Distribusi uniform diskrit memiliki satu parameter saja, yaitu \(k\), banyaknya elemen di support. PMFnya bisa ditulis

\[\text{Pr}(X=x) = \begin{cases} \frac{1}{k} & x \in \text{ support} \\ 0 & x \text{ lainnya} \end{cases}\]

dan CDF bisa dihitung dari penjumlahan PMF hingga \(x\) yang diminta.

Cara membuat distribusi uniform diskrit dengan distr agak manual, tetapi tidak sulit. Intinya membuat distribusi sendiri, tetapi tiap nilai di support (misal terdiri dari \(k\) elemen) memiliki probabilitas yang sama yaitu \(\frac{1}{k}\), sehingga jumlah semua probabilitasnya adalah satu (berdasarkan sifat probabilitas).

Istilah uniform atau “seragam” di sini artinya kesamaan probabilitas untuk tiap nilai di support.

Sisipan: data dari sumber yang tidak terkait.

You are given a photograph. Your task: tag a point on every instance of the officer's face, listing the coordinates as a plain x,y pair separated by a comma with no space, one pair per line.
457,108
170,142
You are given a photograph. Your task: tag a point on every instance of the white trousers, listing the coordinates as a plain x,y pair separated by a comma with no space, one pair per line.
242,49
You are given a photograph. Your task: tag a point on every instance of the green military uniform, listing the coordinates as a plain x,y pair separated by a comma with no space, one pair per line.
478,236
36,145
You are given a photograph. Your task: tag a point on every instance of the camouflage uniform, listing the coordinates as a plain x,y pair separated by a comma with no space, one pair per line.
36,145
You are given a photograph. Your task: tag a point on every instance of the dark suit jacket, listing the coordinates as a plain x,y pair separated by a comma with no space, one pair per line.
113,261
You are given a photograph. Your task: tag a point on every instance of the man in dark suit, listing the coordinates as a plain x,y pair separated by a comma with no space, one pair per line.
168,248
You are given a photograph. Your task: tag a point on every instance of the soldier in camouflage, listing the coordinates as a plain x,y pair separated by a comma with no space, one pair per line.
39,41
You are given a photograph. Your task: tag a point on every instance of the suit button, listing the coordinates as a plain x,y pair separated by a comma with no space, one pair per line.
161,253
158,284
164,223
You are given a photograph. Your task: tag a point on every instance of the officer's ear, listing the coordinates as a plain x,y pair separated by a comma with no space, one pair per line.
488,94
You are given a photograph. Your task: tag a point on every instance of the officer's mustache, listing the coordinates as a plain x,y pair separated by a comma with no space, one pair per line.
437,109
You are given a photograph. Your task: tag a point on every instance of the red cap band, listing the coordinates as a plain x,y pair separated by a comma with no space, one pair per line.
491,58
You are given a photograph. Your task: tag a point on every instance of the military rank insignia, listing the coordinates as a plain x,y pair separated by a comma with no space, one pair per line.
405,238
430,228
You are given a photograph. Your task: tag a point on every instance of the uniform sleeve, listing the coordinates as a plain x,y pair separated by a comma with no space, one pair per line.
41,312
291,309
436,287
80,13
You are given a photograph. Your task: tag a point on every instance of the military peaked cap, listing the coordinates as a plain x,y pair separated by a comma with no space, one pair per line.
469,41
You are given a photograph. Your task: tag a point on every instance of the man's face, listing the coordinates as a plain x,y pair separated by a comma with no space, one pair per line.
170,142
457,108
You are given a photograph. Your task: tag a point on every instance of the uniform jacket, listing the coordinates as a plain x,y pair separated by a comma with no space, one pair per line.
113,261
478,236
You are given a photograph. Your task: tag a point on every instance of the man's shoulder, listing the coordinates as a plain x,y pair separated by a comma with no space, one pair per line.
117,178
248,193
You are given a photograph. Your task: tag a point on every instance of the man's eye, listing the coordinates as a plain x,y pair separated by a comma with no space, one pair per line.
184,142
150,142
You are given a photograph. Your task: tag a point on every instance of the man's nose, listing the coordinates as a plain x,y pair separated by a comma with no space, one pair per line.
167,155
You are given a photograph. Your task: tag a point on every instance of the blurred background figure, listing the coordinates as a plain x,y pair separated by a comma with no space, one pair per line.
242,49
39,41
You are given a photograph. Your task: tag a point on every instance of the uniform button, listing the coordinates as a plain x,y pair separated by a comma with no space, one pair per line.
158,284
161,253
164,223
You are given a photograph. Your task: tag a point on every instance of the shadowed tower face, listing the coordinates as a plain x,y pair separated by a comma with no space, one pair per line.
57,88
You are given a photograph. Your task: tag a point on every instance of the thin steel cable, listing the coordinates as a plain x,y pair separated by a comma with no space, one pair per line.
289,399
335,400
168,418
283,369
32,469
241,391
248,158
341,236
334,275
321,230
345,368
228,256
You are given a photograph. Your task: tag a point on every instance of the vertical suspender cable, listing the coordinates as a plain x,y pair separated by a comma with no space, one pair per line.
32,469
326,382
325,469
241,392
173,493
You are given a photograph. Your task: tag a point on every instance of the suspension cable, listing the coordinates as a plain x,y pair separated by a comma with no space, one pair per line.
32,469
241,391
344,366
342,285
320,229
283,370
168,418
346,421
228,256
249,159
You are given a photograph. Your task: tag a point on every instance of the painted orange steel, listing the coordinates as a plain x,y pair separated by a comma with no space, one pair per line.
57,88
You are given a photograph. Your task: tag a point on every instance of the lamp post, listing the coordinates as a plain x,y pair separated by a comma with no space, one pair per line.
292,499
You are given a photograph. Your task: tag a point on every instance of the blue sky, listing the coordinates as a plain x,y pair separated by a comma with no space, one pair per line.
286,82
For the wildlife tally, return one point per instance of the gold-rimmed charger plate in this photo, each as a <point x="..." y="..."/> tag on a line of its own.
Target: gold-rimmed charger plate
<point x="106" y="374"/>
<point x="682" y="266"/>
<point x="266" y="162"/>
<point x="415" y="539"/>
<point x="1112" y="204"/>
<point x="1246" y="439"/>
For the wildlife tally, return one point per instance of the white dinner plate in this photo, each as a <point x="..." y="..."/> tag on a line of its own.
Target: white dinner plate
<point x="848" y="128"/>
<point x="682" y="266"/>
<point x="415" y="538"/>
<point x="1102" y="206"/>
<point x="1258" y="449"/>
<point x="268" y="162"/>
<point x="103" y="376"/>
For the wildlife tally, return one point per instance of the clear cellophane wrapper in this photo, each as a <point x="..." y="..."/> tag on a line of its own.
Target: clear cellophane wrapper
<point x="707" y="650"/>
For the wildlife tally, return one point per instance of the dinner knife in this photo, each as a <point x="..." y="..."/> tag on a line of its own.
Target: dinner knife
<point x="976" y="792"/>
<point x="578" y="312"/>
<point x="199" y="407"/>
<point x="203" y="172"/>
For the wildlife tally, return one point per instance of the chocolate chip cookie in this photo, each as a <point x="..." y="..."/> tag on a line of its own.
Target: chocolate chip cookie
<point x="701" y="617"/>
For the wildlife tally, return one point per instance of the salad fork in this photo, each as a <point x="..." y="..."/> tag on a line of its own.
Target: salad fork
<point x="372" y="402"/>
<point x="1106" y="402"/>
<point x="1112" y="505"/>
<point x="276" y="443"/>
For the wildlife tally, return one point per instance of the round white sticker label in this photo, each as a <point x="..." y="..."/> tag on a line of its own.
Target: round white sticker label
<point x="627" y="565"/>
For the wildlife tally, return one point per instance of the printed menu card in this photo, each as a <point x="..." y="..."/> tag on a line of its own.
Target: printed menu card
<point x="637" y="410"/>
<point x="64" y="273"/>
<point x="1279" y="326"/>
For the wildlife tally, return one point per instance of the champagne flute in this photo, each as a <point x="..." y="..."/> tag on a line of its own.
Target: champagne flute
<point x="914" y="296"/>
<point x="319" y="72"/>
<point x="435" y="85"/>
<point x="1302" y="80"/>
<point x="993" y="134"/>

supp5 <- c(1, 2, 3, 4, 5, 6)
k <- length(supp5)
prob5 <- rep(1/k, k) # 1/k sebanyak k kali
dist5 <- DiscreteDistribution(supp5, prob5)
plot(dist5)

Semua nilai PMF sama:

d(dist5)(1)
[1] 0.1666667
d(dist5)(2)
[1] 0.1666667
d(dist5)(3)
[1] 0.1666667
d(dist5)(4)
[1] 0.1666667
d(dist5)(5)
[1] 0.1666667
d(dist5)(6)
[1] 0.1666667

Nilai CDF terlihat kumulatif terus bertambah:

p(dist5)(1)
[1] 0.1666667
p(dist5)(2)
[1] 0.3333333
p(dist5)(3)
[1] 0.5
p(dist5)(4)
[1] 0.6666667
p(dist5)(5)
[1] 0.8333333
p(dist5)(6)
[1] 1

Fungsi kuantil atau inverse CDF juga bisa dihitung:

q(dist5)(1/6)
[1] 1
q(dist5)(2/6)
[1] 2
q(dist5)(3/6)
[1] 3
q(dist5)(4/6)
[1] 4
q(dist5)(5/6)
[1] 5
q(dist5)(1)
[1] 6

Kita juga bisa membangkitkan n data random dari distribusi uniform diskrit

set.seed(56)
n <- 120
random_dist5 <- r(dist5)(n)
random_dist5
  [1] 4 6 3 6 4 2 3 2 6 5 1 4 6 1 5 4 6 6 4 2 4 4 6 3 4 6 3 2 2 3 3 1 6 4 5 4 6
 [38] 1 6 2 6 1 1 3 5 6 6 1 6 5 1 2 3 3 5 5 3 6 3 4 4 2 3 1 2 3 6 5 3 3 5 3 5 2
 [75] 2 6 4 3 4 4 2 6 2 2 2 5 4 6 4 2 2 5 1 4 3 5 1 1 5 5 1 1 5 1 4 1 5 4 5 2 4
[112] 4 5 6 2 6 4 2 6 4
random_dist5_freq <- table(random_dist5)
random_dist5_freq
random_dist5
 1  2  3  4  5  6 
16 20 18 24 19 23 
random_dist5_plot <- barplot(random_dist5_freq,
                             ylim = c(0,40))
text(x = random_dist5_plot,
     y = random_dist5_freq,
     labels = random_dist5_freq,
     pos = 3)

(Pengayaan) Berikut ini, kita bisa saja membuat fungsi umum untuk memperoleh distribusi uniform diskrit, agar cukup menyediakan support saja:

DiscreteUniform <- function(supp) {
     supp2 <- unique(supp) # hilangkan duplikat
     k <- length(supp2)
     prob <- rep(1/k, k)
     DiscreteDistribution(supp2, prob) # return value
}

Sehingga bisa digunakan seperti berikut:

supp6 <- c(1, 2, 3, 4, 5, 6)
dist6 <- DiscreteUniform(supp6)

Dengan demikian, dist6 sekarang bisa di-plot ataupun diterapkan fungsi d, p, q, dan r seperti biasa, juga dihitung ekspektasi dan variansinya.

plot(dist6)

d(dist6)(4)
[1] 0.1666667
p(dist6)(4)
[1] 0.6666667
E(dist6)
[1] 3.5
var(dist6)
[1] 2.916667

Kekonvergenan distribusi binomial ke distribusi Poisson

Misalkan kita punya distribusi \(\text{Binomial}(n,p)\) dan distribusi \(\text{Poisson}(\lambda)\).

Misalkan pula, ternyata \(\lambda = np\). Yaitu, rata-rata dari distribusi binomial tersebut sama dengan rata-rata dari distribusi Poisson tersebut.

Kita pilih saja, misalnya \(\lambda = 1\) dan \(n=2\) sehingga \(p=\frac{1}{2}\). Mari kita plot keduanya:

plot(Pois(1))

plot(Binom(size = 2, prob = 1/2))

Sangat berbeda, ya! Tapi ternyata, jika \(n \to \infty\) dan \(p \to 0\) dengan tetap mempertahankan \(\lambda = np\), maka bentuk (PMF) distribusi \(\text{Binomial}(n,p)\) akan konvergen ke bentuk (PMF) distribusi \(\text{Poisson}(\lambda)\).

Mari kita lihat. Kita perlukan \(\lambda = np\), dengan \(\lambda\) tetap (misalnya 1), dan kita akan terus membesarkan \(n\), maka nilai \(p\) akan menyesuaikan yaitu \(p = \frac{\lambda}{n}\).

Kita coba buat \(n\) makin besar, dan nilai \(p\) selalu menyesuaikan yaitu \(p = \frac{\lambda}{n}\). Kita coba plot terus…

plot(Binom(size = 3, prob = 1/3))

plot(Binom(size = 5, prob = 1/5))

plot(Binom(size = 10, prob = 1/10))

plot(Binom(size = 20, prob = 1/20))

Wow! Mari kita bandingkan lagi dengan \(\text{Poisson}(\lambda)\):

plot(Pois(1))

Sangat mirip, ya! Kalian bisa mencoba hal yang sama dengan nilai \(\lambda\) yang lain, terus membesarkan \(n\), nilai \(p\) selalu menyesuaikan yaitu \(p = \frac{\lambda}{n}\), dan pada akhirnya, akan terlihat juga bahwa bentuk PMF \(\text{Binomial}(n,p)\) konvergen ke bentuk PMF \(\text{Poisson}(\lambda)\).